Function ColumnPlusOne$(pStr$)
Dim s1$
s1 = Columns(Columns(pStr).Column + 1).Address
ColumnPlusOne = Mid$(s1, InStr(s1, ":$") + 2)
End Function ' D-C Dave

I am sorry if it is repost. I am relatively new to macros. I want to
increment letter in a string present in a cell. If the cell value is
"A" I want to make it "B" etc. However, if the cell value is "Z", I
want to change it to "AA". If it is "AA", it should change to "AB" and
so on. I wrote following code for increment letters:
NextIndex = Asc(char) + 1
CellOfInterest.Value = Chr(NextIndex)
Above code changes A to B, B to C and so on. However, it does not
change Z to AA. It just gives me next ASCII value ([).

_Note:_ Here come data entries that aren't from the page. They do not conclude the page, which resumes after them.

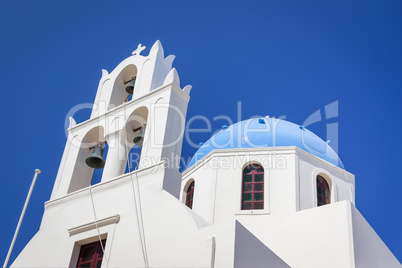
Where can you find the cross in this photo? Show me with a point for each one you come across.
(139, 49)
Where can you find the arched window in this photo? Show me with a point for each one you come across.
(323, 192)
(190, 195)
(253, 187)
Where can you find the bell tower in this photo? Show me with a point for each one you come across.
(140, 100)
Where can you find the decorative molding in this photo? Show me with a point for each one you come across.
(92, 225)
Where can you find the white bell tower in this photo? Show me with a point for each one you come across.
(157, 102)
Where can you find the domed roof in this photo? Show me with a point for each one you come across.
(267, 132)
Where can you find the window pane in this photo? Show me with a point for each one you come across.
(258, 197)
(246, 206)
(258, 187)
(247, 170)
(259, 205)
(247, 187)
(247, 178)
(258, 177)
(246, 197)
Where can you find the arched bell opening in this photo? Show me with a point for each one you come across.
(124, 86)
(136, 126)
(91, 152)
(98, 172)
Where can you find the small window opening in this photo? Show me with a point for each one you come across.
(91, 255)
(190, 195)
(253, 187)
(133, 159)
(323, 192)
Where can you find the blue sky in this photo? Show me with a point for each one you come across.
(278, 58)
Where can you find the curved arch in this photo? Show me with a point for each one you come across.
(323, 192)
(82, 174)
(189, 193)
(137, 120)
(119, 93)
(251, 163)
(252, 195)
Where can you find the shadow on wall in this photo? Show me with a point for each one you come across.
(251, 252)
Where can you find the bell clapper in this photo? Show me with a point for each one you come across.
(139, 139)
(130, 87)
(96, 159)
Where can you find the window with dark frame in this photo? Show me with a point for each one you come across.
(91, 255)
(190, 195)
(323, 192)
(253, 187)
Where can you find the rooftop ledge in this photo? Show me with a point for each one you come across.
(279, 150)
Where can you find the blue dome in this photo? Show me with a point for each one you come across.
(267, 132)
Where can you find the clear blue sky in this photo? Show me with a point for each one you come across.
(279, 58)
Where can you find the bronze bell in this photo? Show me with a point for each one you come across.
(130, 87)
(96, 159)
(139, 139)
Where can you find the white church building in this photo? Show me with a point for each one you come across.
(263, 192)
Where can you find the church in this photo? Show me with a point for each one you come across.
(263, 192)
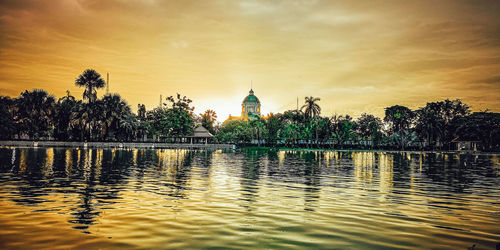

Is there any
way to make this happen?
Any help would be greatly appreciated!

 

[Dana DeLouis]

If it is "AA", it should change to "AB" etc

I see you have solutions. If you would like a base-26 type of solution,
here are a few ideas:

Sub TestIt()
Debug.Print NextSequence("ZZZZZ")
Debug.Print NextSequence("ABCDEFGZ")
End Sub

Returns:
AAAAAA
ABCDEFHA

Function NextSequence(Seq As String) As String
'// Dana DeLouis
Dim p As Long
Dim k As Long
Dim x As Long
Dim s As String
Dim sol As String
Dim n As Double
Const B As Long = 26 'Base 26

s = UCase(Seq)
If Not bAllLetters(s) Then
NextSequence = "Error: Not all numbers: " & Seq
Exit Function
End If

k = Len(s)
For p = 1 To k
x = Asc(Mid$(s, k - p + 1, 1)) - 64
n = n + x * B ^ (p - 1)
Next p

n = n + 1 'Next Sequence

p = Int(Log(n) / Log(B))
Do While p >= 0
x = Int(n / 26 ^ p)
sol = sol & Chr(x + 64)
n = n - x * B ^ p
p = p - 1
Loop
NextSequence = sol
End Function

Private Function bAllLetters(s As String) As Boolean
Const p As String = "[A-Z]"
bAllLetters = UCase(s) Like WorksheetFunction.Rept(p, Len(s))
End Function

 

[Bernd P]

Hello Dana,

Your macro takes 50% more runtime than mine (FastExcel says) and it
does not work for ZZZZZZZZZZZZ or longer strings. But maybe we should
even restrict our solutions to IV

Regards,
Bernd

 

[Dana DeLouis]

Hi Bernd. Thanks for the catch. You're right. I see the logic error.
Most of the time, the last character is not "z." Your code logically exits
the function much earlier. My code unnecessarily keeps working. :>~

This code is not any better, and may be slower than your excellent code, but
was something I was messing around with.

Function IncChar(Str) As String
Dim s As String
Dim C As String 'Character
Dim p As Long ' Loop Counter
Dim CF As Boolean 'Carry Flag
Const Z As String = "Z"
Const A As String = "A"

s = UCase(Str)
If Not s Like WorksheetFunction.Rept("[A-Z]", Len(s)) Then
IncChar = "#N/A"
Exit Function
End If

'// Most Common - does not end in Z
If Not (s Like "*Z") Then
Mid(s, Len(s), 1) = Chr(Asc(Right$(s, 1)) + 1)
Else
CF = True
For p = Len(s) To 1 Step -1
C = Mid$(s, p, 1)
If C = Z Then
Mid(s, p, 1) = A
Else
If Not CF Then Exit For
C = Chr(Asc(C) + 1)
Mid(s, p, 1) = C
End If
CF = (C = Z)
Next p
If CF Then s = A & s
End If
IncChar = s
End Function

 

[Bernd P]

Hello Dana,

Now your code is about 10% faster than mine.

Have fun,
Bernd